The best way to describe Finnbogi Pétursson’s process of working is to imagine what the center of the earth might sound like. His focus is on silence as a concept for thought and being. He uses his installations and objects as conduits to enhance the observers sensibilities to visually and physically experience a state of mind induced by a moments of movement. These can be realized by various means. Pools of ink-black water rippled by the injection of sound, then illuminated with light, creating a mirrored reflection upon the walls surrounding the enclosed pool. It feels as if one is transported into another place where harmonious neutrality is the new normal. Pétursson began these water reflection pieces in 1989 with his first public exhibition at the Reykjavik Living Art Museum in 1991. His focus then as it is now, is to make sound visible.
The common denominator in all of Pétursson’s works is his acute sense of materiality and how he creates his own dialogue between nature and science. He thinks of himself as a visual artist whose focus is on realizing new ways of creatively presenting the properties and behavior of sound through his experiments with sine, square and triangle sound waves. Pétursson’s installations have been referred to as nothing more or less then essential; moments that spare themselves of anything other then a limited set of variables with the sound wave as his conceptual constant.
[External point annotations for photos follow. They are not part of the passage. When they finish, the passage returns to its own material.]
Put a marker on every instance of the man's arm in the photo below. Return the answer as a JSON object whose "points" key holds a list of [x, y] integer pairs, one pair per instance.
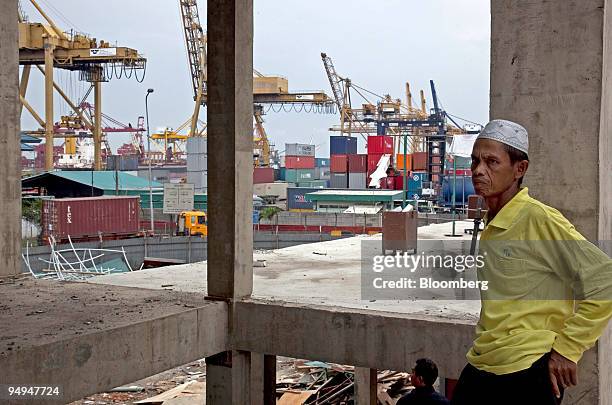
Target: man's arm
{"points": [[575, 259]]}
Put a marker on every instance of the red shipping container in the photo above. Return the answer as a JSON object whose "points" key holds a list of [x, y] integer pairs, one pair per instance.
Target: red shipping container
{"points": [[460, 172], [373, 160], [338, 164], [358, 163], [419, 161], [299, 162], [90, 216], [263, 175], [378, 144]]}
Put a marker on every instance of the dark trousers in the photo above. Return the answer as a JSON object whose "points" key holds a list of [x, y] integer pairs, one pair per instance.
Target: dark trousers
{"points": [[526, 387]]}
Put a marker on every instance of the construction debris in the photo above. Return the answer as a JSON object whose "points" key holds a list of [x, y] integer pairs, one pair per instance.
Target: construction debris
{"points": [[316, 383]]}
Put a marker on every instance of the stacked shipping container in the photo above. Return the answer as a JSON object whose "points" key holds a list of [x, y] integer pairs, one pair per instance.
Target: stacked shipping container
{"points": [[299, 162], [341, 150]]}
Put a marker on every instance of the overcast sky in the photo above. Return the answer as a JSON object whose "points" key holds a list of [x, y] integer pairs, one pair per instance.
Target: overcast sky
{"points": [[378, 44]]}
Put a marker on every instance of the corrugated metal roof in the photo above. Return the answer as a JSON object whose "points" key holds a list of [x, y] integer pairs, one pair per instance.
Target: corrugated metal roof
{"points": [[355, 195], [103, 180]]}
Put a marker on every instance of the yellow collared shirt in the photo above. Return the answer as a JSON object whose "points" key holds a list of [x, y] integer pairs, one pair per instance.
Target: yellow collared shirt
{"points": [[549, 288]]}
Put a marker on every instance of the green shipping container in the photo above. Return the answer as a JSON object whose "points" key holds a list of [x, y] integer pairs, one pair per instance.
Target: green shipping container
{"points": [[299, 175], [314, 184]]}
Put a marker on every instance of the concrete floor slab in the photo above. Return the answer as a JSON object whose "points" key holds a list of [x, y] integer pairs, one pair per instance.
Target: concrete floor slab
{"points": [[325, 273]]}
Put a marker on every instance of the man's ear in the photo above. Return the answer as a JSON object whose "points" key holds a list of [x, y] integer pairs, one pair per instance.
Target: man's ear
{"points": [[521, 168]]}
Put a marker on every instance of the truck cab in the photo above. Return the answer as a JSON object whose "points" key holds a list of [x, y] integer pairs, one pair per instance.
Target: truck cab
{"points": [[192, 223]]}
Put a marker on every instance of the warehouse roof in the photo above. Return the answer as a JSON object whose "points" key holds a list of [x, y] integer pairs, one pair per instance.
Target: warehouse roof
{"points": [[355, 195], [104, 182]]}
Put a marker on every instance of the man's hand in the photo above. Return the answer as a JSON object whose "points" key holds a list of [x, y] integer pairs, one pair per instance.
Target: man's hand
{"points": [[562, 372]]}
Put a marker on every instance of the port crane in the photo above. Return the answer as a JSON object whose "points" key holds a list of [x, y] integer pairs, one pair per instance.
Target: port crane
{"points": [[45, 44], [425, 131], [270, 91]]}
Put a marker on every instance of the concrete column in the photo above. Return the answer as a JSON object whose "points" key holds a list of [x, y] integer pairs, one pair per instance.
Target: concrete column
{"points": [[230, 128], [97, 125], [48, 105], [10, 166], [23, 84], [551, 71], [365, 386], [263, 379], [230, 232]]}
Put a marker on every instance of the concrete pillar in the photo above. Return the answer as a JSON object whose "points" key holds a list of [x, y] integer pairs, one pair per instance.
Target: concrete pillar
{"points": [[97, 125], [230, 232], [365, 386], [230, 128], [23, 84], [48, 105], [263, 379], [551, 67], [10, 155]]}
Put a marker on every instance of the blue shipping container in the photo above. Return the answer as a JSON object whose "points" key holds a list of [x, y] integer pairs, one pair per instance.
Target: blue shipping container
{"points": [[321, 162], [463, 188], [342, 145], [296, 198]]}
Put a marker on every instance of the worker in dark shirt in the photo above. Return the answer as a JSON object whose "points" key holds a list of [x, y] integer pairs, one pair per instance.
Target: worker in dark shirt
{"points": [[423, 376]]}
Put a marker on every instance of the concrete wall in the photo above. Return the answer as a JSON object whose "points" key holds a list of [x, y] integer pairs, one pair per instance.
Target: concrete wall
{"points": [[550, 71], [10, 149]]}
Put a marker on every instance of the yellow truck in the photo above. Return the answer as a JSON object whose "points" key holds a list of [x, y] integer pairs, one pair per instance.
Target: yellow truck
{"points": [[192, 223]]}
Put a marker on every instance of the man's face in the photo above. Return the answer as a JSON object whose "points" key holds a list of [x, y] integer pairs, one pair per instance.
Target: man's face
{"points": [[492, 171]]}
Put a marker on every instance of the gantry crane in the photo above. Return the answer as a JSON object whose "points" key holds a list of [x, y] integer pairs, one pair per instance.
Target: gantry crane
{"points": [[390, 117], [267, 90], [96, 62]]}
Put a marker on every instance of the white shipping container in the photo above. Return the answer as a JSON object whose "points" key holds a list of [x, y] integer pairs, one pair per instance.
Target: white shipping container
{"points": [[299, 149], [357, 180]]}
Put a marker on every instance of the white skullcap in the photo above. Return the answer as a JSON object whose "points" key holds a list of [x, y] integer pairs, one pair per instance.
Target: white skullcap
{"points": [[506, 132]]}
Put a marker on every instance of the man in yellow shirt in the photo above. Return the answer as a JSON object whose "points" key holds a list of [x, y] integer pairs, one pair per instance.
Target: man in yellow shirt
{"points": [[550, 290]]}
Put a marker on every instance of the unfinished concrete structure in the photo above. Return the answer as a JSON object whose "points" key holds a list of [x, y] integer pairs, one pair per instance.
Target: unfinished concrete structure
{"points": [[550, 68]]}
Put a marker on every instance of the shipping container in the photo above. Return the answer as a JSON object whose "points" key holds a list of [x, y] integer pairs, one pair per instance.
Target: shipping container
{"points": [[338, 164], [339, 180], [299, 149], [399, 161], [322, 173], [270, 85], [199, 181], [463, 189], [263, 175], [415, 182], [299, 175], [277, 189], [419, 161], [380, 144], [90, 217], [321, 162], [342, 145], [122, 163], [313, 184], [299, 162], [373, 160], [296, 198], [357, 181], [358, 163], [460, 172]]}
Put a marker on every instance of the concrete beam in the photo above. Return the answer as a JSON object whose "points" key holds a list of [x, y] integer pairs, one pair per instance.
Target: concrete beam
{"points": [[97, 362], [230, 128], [10, 149], [371, 339], [559, 87]]}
In Finnbogi Pétursson’s most recent works the viewer sees and experiences a different type of measured sound through his use of metal plates made from brass, copper and aluminum. He combines these plates in pairs or as single objects, installed on to the wall in front of an amplifier, that generates a predesigned set of vibrations based on sound files that have been created to match the different qualities of each metal plate by its weight, density, and thickness.These pieces resonate with a low oscillating sounds, sometimes as in pairs merging their frequencies together or as single entities, yet both fill the room with a deep sense of a physical presence. What makes these works of Pétursson so inviting is how they all seem to function so effortlessly, not burdened by the overwhelming weight of technical baggage. Minimalist and centrally focused, these works regardless of their scale, draw upon what’s essential in any given moment in time. They reflect Pétursson’s relationship to his Icelandic environment both physically, emotionally and culturally. He uses his pieces as bridges to a silent space within all of us, by tuning it to his own frequency.